Protection clauses for the employer 

  • An exclusive service clause to ensure an employee only works for you, unless you give them written consent.
  • Trade secret and confidentiality clauses to make sure that your confidential information, methodology, marketing and expansion plans, new contracts, and clients stay exactly that: confidential.
  • Ownership and/or copyright clauses stipulate that any materials, programmes, systems etc. developed by employees while they work for you, remain solely owned and copyrighted by the organisation.
  • Non-solicitation clauses ensure that ex-employees don’t steel your clients, potential clients and staff members.
  • A restraint of trade to make it difficult for ex-employees to start up competitor business or work for competitors within close proximity to your operation. This would normally only be applicable to key members of staff.
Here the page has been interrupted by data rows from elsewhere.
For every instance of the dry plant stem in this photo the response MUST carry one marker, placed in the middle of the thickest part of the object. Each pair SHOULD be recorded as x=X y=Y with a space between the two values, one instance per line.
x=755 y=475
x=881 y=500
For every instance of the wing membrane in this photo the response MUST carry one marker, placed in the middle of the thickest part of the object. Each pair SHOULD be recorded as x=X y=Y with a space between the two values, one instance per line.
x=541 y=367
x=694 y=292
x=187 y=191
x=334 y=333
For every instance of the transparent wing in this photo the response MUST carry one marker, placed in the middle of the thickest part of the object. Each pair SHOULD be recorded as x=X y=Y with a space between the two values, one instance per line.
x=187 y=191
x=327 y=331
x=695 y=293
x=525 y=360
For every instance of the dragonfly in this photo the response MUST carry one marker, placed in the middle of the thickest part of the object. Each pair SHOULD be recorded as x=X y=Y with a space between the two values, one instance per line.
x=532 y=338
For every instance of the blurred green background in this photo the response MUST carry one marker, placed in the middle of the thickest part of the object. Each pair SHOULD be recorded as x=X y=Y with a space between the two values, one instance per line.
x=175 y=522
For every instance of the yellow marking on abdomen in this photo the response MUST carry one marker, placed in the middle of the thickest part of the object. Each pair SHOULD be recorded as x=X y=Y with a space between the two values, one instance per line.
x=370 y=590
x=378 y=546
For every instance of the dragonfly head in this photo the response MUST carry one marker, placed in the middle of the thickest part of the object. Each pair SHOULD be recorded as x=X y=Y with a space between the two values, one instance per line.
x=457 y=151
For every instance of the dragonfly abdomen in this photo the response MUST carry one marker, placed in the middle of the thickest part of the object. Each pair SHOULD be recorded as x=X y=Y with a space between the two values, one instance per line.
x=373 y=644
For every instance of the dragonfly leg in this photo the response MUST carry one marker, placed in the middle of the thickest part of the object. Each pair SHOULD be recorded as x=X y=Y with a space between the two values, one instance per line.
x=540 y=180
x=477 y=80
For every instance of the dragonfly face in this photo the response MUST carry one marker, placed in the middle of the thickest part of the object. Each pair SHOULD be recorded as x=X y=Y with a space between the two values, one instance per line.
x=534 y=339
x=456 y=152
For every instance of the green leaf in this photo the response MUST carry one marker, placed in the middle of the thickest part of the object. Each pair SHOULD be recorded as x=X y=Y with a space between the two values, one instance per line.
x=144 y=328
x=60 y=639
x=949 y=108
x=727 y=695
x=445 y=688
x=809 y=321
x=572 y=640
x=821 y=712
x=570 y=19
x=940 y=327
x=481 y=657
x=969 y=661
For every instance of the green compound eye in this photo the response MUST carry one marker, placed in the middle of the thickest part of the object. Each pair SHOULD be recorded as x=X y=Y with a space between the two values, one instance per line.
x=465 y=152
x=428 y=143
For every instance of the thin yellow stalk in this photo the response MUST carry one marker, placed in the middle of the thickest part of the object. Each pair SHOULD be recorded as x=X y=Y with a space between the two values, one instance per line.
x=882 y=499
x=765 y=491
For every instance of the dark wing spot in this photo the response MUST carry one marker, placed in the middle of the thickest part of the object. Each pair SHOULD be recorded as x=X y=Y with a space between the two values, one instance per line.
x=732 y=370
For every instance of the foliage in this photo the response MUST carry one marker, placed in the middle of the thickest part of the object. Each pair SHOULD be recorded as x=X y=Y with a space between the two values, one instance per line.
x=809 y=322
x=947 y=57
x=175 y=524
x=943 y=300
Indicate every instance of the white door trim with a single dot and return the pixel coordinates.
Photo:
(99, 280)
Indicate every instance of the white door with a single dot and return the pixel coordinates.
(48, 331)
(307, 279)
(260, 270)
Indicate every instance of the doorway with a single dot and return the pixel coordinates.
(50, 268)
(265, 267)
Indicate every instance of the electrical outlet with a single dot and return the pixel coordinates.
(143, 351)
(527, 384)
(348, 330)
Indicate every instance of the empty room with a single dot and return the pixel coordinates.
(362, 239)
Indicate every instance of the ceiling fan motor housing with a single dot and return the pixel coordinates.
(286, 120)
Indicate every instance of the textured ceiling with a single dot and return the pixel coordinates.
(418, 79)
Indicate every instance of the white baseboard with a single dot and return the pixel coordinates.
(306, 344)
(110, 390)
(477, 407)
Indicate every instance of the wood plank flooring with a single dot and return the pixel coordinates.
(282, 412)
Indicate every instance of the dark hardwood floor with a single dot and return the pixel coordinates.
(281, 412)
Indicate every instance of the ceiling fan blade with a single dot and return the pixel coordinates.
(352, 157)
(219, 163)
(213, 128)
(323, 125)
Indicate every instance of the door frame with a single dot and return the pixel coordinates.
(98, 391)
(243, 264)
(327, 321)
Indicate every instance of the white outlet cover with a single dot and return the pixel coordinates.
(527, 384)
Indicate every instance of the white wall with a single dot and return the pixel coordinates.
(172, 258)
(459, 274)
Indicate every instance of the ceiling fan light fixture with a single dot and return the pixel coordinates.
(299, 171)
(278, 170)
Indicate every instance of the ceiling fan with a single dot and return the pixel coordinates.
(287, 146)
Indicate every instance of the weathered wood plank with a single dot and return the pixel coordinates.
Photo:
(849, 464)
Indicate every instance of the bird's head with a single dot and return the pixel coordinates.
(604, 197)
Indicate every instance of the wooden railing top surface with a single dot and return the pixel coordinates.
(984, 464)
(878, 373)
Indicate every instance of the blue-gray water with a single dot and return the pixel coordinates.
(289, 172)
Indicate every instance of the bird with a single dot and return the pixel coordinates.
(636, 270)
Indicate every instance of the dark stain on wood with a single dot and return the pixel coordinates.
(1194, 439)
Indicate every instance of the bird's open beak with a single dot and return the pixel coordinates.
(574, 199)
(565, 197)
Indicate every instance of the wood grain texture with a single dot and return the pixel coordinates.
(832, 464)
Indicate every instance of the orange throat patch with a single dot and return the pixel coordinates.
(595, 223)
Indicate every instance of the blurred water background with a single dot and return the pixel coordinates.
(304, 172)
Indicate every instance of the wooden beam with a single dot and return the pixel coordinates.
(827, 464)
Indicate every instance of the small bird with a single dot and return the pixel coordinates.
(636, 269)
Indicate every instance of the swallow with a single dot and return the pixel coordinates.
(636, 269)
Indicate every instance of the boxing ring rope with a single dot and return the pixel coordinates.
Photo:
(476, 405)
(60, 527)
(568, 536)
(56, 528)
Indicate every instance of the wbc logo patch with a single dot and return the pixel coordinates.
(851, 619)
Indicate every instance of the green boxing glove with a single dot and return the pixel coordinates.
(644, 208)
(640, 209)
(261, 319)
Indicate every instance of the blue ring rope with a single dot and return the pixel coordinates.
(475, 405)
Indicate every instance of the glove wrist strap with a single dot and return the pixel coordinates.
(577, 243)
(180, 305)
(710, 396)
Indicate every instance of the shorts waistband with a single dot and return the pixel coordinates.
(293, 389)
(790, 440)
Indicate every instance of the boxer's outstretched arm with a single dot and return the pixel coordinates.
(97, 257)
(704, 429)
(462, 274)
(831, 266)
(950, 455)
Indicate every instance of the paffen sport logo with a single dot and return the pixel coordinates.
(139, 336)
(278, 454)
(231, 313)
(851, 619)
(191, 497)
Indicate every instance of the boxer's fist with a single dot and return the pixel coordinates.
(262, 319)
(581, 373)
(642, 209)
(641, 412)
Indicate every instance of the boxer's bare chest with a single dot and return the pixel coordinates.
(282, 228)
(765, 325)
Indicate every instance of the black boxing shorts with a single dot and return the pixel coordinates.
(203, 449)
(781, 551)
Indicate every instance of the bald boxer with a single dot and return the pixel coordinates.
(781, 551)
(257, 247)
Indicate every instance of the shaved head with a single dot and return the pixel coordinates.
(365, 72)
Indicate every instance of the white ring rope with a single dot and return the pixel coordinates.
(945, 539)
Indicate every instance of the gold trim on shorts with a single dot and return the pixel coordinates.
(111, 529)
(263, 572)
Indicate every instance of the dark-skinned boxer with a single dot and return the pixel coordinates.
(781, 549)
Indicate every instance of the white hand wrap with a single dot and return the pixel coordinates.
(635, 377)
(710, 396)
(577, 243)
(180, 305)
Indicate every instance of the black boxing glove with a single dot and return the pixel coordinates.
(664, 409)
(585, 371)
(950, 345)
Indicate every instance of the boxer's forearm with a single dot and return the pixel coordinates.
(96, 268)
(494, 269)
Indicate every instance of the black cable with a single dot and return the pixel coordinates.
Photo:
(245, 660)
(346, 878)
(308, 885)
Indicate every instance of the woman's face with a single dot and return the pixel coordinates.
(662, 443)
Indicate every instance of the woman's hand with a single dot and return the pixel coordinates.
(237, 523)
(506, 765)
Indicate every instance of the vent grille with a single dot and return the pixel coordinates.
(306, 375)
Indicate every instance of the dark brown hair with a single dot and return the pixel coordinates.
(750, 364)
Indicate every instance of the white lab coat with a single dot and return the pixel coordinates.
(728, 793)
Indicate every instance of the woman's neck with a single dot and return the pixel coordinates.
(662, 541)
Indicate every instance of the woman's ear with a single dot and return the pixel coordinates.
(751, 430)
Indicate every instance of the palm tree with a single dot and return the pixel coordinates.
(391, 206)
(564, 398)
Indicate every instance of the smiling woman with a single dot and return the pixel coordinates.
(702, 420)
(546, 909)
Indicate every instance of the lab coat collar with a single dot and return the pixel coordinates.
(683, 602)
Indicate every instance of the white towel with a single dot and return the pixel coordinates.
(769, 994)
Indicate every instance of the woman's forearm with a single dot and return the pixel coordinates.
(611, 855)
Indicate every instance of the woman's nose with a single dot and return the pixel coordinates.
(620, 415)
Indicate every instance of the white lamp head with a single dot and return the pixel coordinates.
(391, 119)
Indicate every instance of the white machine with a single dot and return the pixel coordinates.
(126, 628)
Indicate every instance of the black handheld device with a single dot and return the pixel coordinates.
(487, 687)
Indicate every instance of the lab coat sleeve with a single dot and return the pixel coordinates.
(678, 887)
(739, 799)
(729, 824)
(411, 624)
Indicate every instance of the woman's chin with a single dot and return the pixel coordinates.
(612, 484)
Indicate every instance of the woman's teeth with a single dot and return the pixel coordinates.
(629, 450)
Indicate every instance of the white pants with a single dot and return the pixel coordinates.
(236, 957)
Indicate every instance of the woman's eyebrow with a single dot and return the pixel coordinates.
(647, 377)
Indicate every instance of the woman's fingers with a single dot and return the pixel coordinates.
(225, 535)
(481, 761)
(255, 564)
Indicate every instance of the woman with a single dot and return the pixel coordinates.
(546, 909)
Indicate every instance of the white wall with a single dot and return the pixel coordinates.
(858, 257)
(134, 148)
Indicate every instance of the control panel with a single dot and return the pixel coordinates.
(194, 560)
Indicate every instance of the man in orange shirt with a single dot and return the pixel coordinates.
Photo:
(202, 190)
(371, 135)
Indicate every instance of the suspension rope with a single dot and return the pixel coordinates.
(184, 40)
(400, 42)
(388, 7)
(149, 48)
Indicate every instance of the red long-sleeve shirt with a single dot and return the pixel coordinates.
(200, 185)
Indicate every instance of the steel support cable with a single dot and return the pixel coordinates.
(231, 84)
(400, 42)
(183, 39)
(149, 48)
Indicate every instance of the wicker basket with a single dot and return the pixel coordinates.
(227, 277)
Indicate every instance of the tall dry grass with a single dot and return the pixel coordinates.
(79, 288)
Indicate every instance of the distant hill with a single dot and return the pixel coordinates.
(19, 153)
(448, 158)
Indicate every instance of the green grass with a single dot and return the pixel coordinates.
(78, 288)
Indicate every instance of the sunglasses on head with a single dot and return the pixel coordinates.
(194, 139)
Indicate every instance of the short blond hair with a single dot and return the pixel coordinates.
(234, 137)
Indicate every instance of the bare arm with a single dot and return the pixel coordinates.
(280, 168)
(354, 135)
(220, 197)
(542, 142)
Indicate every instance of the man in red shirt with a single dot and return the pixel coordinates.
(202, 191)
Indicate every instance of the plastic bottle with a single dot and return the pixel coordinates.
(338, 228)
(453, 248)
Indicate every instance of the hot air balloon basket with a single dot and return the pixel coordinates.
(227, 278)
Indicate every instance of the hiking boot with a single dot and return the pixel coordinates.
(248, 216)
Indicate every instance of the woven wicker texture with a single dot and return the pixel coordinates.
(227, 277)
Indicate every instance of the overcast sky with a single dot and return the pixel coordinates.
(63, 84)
  • An electronic communications proviso to stop abuse of email and the internet. This should allow you to access employees’ emails and instigate appropriate discipline if they are accessing porn sites, downloading inappropriate data or huge amounts of data etc.
  • A termination clause would usually stipulate a one calendar month notice period, but you can make it longer in the case of key employees that you are going to battle replace.
  • And finally, don’t forget to get both parties to sign and date the document and to put the original in the employee’s file. You would be surprised how often this step is missed and negates everything mentioned above.